- Also known as: The Soul Dukes
- Origin: New York City
- Genres: Funk; R&B; soul;
- Years active: 1977–1984
- Labels: Motown; RCA;
- Past members: Stephen Daniels; Tina Renee Stanford; Robert Douglas; Elisha "Skipp" Ingram; Victor Jones; Robin David Corley; Glenn Wallace; Kevin Jasper;

= Platinum Hook =

American funk band

Platinum Hook was an American funk band. They had a minor hit in the UK with "Standing On The Verge".

==Bio==
Originally 'The Soul Dukes', after vocalist Tina Stanford joined the band in 1976, the band changed their name to Platinum Hook. The Soul Dukes were led by vocalist and percussionist Stephen Daniels. Early members were Robin Corley, Victor Jones, Bobby Douglas, and Glenn Wallace. It was after Tina joined the band that they secured a recording contract with Motown. The Hook went on to record three albums with Motown. "Standing on the Verge (Of Gettin' It On)" was a hit in the UK and made the Billboard charts in the U.S. After leaving Motown, they signed with RCA and released an EP, 'Watching You', in 1983. The Hook's first, self-titled album was recently remastered and re-released in Japan, the Netherlands, and the UK, and is available for purchase as an import on Amazon and other music outlets.

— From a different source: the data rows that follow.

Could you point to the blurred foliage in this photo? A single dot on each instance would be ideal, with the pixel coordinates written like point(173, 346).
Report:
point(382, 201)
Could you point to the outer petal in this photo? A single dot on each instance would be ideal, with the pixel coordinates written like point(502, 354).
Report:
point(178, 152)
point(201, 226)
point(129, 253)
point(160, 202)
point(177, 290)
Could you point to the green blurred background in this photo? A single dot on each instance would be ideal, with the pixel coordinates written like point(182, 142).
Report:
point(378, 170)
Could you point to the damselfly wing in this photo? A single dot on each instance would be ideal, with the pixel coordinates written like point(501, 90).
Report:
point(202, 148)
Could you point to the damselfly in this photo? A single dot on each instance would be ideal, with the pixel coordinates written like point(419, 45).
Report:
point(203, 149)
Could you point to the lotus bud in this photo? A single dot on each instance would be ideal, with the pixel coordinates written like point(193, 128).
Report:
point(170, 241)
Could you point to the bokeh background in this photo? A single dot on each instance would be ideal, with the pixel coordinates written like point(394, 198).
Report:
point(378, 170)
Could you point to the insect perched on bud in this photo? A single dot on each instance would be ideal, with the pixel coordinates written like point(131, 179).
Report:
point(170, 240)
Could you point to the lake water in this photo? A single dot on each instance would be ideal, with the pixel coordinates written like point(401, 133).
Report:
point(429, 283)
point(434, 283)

Despite much success playing live, Platinum Hook did not have much success in the record industry. Platinum Hook's horn section compared to that of Earth, Wind and Fire, and the vocalists and rhythm section were top-notch. The band's musicianship guaranteed they always had work, and they were on the bill with such greats as The Commodores, Kool and the Gang, Sister Sledge (for whom they also played backup), and many others. In the early 1980s, they teamed up with Italian superstar Loredana Bertè for a tour of Italy and the States.

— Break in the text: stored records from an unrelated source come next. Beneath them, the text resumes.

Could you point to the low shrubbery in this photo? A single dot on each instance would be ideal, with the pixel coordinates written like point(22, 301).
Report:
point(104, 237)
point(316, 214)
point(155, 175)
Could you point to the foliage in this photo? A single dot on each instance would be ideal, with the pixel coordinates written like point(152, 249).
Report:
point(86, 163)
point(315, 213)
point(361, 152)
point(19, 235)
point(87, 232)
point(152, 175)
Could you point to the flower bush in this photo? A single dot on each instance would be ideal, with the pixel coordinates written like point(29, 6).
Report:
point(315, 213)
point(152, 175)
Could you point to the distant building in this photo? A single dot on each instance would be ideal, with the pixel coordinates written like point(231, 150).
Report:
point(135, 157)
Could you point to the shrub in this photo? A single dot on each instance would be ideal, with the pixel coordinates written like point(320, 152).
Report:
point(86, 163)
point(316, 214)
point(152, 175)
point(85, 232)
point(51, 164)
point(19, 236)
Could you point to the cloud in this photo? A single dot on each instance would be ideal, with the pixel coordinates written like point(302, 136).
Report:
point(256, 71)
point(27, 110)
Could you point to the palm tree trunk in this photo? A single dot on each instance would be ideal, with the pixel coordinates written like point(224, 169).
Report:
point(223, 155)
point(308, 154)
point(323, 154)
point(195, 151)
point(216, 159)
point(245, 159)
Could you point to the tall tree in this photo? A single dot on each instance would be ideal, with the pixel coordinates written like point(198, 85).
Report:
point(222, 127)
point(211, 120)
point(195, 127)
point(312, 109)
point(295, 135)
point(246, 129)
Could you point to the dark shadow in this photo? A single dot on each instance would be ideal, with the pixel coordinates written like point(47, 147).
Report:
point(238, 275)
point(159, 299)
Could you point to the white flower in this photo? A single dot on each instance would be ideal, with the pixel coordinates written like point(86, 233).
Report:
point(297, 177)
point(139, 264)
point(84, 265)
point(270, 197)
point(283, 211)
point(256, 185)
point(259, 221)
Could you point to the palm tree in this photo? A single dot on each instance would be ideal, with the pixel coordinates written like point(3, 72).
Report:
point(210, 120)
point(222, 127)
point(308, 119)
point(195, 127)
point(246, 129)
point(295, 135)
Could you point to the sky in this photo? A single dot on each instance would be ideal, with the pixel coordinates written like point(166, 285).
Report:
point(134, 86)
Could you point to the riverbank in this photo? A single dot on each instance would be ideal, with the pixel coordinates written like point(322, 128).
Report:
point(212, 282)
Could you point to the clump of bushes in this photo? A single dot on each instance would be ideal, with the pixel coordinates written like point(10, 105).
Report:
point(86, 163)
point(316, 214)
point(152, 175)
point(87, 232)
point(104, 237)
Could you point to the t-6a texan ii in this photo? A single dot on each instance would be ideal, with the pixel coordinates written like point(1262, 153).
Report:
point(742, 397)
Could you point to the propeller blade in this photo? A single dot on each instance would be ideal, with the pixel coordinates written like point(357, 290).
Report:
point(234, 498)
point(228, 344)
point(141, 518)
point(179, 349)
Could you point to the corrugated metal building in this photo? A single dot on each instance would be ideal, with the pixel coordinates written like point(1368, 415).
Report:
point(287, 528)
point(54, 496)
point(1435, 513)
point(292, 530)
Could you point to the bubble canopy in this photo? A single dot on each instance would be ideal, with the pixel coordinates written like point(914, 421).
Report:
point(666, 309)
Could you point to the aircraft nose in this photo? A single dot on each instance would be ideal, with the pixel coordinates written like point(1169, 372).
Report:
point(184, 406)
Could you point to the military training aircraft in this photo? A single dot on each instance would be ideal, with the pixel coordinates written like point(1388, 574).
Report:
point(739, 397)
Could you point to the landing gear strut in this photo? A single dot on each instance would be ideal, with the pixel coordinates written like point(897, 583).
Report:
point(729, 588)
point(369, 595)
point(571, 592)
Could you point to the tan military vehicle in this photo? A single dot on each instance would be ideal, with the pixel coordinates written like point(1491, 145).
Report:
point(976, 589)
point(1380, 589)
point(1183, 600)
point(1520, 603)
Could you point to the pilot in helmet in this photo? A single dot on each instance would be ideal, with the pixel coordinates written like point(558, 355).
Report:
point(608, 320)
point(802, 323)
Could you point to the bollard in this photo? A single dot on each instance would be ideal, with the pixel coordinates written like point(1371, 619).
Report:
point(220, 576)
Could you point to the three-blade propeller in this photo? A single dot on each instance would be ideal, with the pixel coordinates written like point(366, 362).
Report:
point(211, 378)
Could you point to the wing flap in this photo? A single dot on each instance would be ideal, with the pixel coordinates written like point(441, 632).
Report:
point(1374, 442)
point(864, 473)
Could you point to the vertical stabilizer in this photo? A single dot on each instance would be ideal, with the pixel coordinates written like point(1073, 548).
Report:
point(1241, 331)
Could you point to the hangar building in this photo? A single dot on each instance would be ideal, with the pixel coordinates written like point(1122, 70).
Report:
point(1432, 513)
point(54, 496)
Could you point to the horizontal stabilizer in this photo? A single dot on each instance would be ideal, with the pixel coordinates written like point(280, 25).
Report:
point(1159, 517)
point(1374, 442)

Platinum Hook had a residency at The Cellar club in New York City that lasted from 1977 to 1984. When not touring, they could be found blowing the roof off the packed nightclub. The Hook toured heavily in the States, including playing the Kool Jazz Fest in 1978, 1979, and the early 80's. In 1979, they were on the bill at the famed Apollo Theater with the Delfonics and the Joneses for a Billboard Magazine show.

Platinum Hook was managed by Benjamin Ashburn who signed them up along with another act Three Ounces of Love in 1977.

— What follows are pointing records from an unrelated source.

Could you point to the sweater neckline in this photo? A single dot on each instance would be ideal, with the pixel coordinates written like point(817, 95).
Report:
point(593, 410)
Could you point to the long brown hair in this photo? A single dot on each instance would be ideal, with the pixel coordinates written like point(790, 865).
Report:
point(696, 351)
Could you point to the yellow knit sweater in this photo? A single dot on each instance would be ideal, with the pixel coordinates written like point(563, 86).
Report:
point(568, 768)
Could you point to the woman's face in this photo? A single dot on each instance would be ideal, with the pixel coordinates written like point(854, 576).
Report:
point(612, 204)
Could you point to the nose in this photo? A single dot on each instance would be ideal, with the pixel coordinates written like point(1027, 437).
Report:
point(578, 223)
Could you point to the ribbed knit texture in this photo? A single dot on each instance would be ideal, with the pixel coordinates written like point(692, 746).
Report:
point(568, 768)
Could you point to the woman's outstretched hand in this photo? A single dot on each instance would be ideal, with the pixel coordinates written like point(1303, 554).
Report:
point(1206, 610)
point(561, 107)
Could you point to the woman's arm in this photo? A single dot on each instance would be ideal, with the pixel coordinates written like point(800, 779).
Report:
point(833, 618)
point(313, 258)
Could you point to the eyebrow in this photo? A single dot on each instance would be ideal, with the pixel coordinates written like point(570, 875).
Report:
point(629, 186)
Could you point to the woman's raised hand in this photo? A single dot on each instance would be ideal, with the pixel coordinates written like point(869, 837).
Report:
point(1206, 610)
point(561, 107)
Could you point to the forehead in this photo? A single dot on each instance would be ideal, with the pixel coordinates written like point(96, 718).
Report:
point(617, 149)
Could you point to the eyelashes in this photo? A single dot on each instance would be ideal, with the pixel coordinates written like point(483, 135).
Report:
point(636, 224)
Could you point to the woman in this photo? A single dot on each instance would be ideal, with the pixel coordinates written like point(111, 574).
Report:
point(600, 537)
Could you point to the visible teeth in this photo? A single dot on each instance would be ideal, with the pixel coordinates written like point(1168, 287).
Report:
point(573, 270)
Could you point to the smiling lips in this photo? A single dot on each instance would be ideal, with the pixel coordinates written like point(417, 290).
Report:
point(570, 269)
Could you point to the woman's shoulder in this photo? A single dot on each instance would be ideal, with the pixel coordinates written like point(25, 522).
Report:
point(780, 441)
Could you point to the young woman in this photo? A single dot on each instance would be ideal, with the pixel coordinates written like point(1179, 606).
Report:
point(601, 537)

They released their self-titled Motown album in 1978. The jazz and R&B styling was similar to that of Earth Wind & Fire. They played at venues like The Cellar in New York City in 1977 and the Kool Jazz Festival in June 1978. Other acts to appear there were The Commodores, LTD and comedian James Wesley Jackson. Brick was to play but pulled out. In May 1979, they started a 3-night engagement at the Crazy Quilt.

In the early 1980s they worked on an album for Italian singer Loredana Bertè.

Their manager Ashburn who also managed The Commodores, died of a heart attack in 1982 at age 54.

==Releases==
Albums
- Platinum Hook, (Motown – M7-899R1) (1978)
- It's Time, (Motown – M7-918R1) (1979)
- Ecstacy Paradise, Unreleased
- Watching You, Mini Album, (RCA Victor – MLF1-8506) (1983)

Singles
- "Standing On The Verge (Of Getting It On)" / "Til' I Met You" (TMG 1115) (1979)
- "Give Me Time To Say" / "Standing On The Verge" (Motown M 00029 DI) (1979)
- "Words Of Love" / "Ecstasy Paradise" (Motown M 1498F) (1980)

==Group membership==
- Stephen Daniels (drums, percussion, lead and background vocals)
- Tina Renee Stanford (percussion, lead and background vocals)
- Robert Douglas (keyboards and lead and background vocals)
- Elisha 'Skipp' Ingram (bass, lead and background vocals)
- Victor Jones (guitar and background vocals)
- Robin David Corley (saxophone, flute, bird calls and lead and background vocals)
- Glenn Wallace (trombone and background vocals)
- Kevin Jasper (trumpet, percussion, lead and background vocals)

Jean Bryant who was the mother of Steve Daniels contributed some of the background vocals and percussion duties to the debut album.